As I turned into my street, I made plans to keep my coat on and huddle against the long radiator in the bedroom. Heat rises, I thought bitterly. The bedroom would be a fraction of a degree warmer than the Arctic of the living room. Logic. Scientific method. My thoughts had frozen in my head and lay jumbled and covered in powdery ice, like loose out-of-date fish fingers at the bottom of the freezer.
At that moment, Mrs Peterson would have been in her chair at The Meadows. Someone was flipping the TV channel, and a trolley with tea and biscuits was doing the rounds. Mrs Peterson sitting immobile, impervious, her gaze turned inwards, her body and surroundings forgotten, or perhaps transcended. It was summer. She was pegging washing out in her garden, walking in her slippers along the straight concrete path. Her husband would be home soon. Her children laughed somewhere in the depths of the house as she slipped a hand over her belly, to acknowledge the new life growing there.
I looked up at the house as I approached it. And when I saw the snow, I knew I had to leave.
Not the snow – the lack of snow. Every other roof of the terrace was thick with a silver blue crust, testament to their muggy, airtight micro-climates; their cavity walls had been filled, and their lofts – their lofts…
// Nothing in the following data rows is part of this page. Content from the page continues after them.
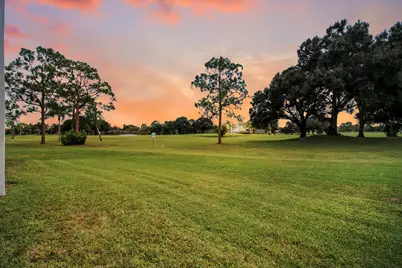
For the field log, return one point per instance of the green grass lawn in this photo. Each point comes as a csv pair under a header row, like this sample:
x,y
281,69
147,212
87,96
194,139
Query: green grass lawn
x,y
256,201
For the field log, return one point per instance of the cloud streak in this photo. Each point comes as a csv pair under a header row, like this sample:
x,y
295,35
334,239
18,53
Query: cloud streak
x,y
169,11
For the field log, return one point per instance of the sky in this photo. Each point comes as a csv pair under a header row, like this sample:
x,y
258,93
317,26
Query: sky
x,y
150,50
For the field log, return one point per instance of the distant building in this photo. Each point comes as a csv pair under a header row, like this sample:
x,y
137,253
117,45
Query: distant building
x,y
239,128
242,128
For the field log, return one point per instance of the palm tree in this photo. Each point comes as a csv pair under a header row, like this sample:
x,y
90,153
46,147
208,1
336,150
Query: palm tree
x,y
2,102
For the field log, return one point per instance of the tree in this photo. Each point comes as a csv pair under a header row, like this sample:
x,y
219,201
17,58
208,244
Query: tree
x,y
81,86
144,129
358,85
387,79
333,65
182,125
346,127
94,116
12,115
294,95
315,126
156,127
31,80
59,110
225,87
203,125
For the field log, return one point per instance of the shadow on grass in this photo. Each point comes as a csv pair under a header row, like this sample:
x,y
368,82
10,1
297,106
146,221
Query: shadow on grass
x,y
323,141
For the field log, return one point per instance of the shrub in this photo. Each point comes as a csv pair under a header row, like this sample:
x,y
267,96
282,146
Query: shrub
x,y
225,130
72,138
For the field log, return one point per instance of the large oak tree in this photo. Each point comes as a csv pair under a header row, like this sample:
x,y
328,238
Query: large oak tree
x,y
225,90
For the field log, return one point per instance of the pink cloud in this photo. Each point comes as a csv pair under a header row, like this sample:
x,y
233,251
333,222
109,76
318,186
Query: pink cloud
x,y
167,10
63,29
82,5
13,31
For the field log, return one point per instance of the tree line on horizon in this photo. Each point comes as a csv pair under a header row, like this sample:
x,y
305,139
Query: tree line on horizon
x,y
47,82
346,70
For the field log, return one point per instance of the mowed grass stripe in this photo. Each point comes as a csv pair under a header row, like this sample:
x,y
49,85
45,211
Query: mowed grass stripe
x,y
124,204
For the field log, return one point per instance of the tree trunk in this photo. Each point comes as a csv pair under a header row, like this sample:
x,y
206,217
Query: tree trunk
x,y
77,119
361,128
99,134
43,127
12,132
391,130
303,129
59,128
333,129
220,111
220,125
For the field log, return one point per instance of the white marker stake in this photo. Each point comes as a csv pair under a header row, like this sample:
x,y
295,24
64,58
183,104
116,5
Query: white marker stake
x,y
153,140
2,104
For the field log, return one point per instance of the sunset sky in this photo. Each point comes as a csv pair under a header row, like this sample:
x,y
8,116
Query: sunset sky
x,y
150,50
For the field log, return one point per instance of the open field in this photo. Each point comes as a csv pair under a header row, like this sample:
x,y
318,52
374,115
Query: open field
x,y
256,201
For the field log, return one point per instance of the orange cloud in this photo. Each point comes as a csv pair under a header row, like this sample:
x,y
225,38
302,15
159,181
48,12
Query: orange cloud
x,y
166,10
64,29
12,32
82,5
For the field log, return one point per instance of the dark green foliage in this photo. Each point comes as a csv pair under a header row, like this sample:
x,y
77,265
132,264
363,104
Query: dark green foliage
x,y
224,130
225,87
73,138
31,80
341,71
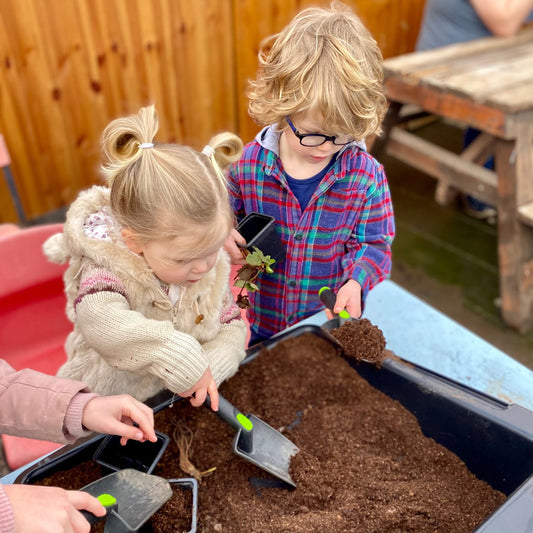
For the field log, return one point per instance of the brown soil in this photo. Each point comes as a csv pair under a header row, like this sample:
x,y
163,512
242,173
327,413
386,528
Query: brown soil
x,y
363,466
361,340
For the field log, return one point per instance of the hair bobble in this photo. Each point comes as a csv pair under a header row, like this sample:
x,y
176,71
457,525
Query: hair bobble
x,y
208,150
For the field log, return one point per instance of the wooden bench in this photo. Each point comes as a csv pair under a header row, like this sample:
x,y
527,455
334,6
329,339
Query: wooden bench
x,y
486,84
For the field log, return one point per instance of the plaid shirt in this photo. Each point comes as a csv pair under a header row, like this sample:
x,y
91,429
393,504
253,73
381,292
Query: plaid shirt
x,y
345,232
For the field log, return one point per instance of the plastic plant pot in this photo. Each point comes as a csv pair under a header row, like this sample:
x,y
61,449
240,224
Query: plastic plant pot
x,y
141,456
260,231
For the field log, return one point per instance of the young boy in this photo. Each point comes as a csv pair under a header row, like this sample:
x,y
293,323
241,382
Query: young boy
x,y
319,93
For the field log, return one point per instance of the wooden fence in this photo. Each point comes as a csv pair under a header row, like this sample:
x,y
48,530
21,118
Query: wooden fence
x,y
67,67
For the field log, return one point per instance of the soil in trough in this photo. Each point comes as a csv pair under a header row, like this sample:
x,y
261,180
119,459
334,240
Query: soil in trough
x,y
364,464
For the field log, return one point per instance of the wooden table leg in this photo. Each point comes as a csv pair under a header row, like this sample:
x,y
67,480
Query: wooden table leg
x,y
378,145
514,166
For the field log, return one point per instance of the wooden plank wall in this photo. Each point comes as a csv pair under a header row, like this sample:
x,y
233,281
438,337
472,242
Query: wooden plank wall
x,y
67,67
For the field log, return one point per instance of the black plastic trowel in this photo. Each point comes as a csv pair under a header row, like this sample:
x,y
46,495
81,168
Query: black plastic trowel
x,y
258,442
130,497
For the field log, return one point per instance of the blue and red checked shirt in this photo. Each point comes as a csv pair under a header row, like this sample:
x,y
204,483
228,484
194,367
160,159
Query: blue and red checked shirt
x,y
345,232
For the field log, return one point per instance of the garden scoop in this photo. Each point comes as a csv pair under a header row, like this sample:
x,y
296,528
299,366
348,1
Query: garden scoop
x,y
258,442
328,298
131,497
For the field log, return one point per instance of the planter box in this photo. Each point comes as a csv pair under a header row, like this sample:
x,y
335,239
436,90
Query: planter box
x,y
494,439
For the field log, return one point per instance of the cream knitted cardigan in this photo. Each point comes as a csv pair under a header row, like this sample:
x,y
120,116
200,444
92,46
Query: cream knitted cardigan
x,y
128,337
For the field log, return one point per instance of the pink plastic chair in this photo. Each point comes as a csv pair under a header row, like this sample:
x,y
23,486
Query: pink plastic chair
x,y
33,322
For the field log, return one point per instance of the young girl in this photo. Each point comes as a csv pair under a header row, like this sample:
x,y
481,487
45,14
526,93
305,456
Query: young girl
x,y
148,282
319,91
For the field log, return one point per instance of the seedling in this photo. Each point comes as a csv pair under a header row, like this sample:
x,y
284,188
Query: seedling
x,y
256,262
I staggered a little on the street, and my small whisky bottle fell to the pavement and cracked in the slush. A lavish golden stain spread over the kerb. I thought of the fibreglass insulation in the loft, the wallpaper rolls, the shoes. The radiators that were always on. The house must be hot – so hot that snow liquefied and melted from its roof in rivulets, spattering the front garden with a constant rain. So hot that heat pulsed out from it in waves and thawed the ice from the air. And yet, if I were to go back inside, I knew my breath would mist in front of my face, and my skin would shrivel, and my hair would freeze.
The house had never wanted me. I was the wrong owner; an interloper. I was too soon.
Mrs Peterson sat in her vinyl armchair at The Meadows. Looking inwards.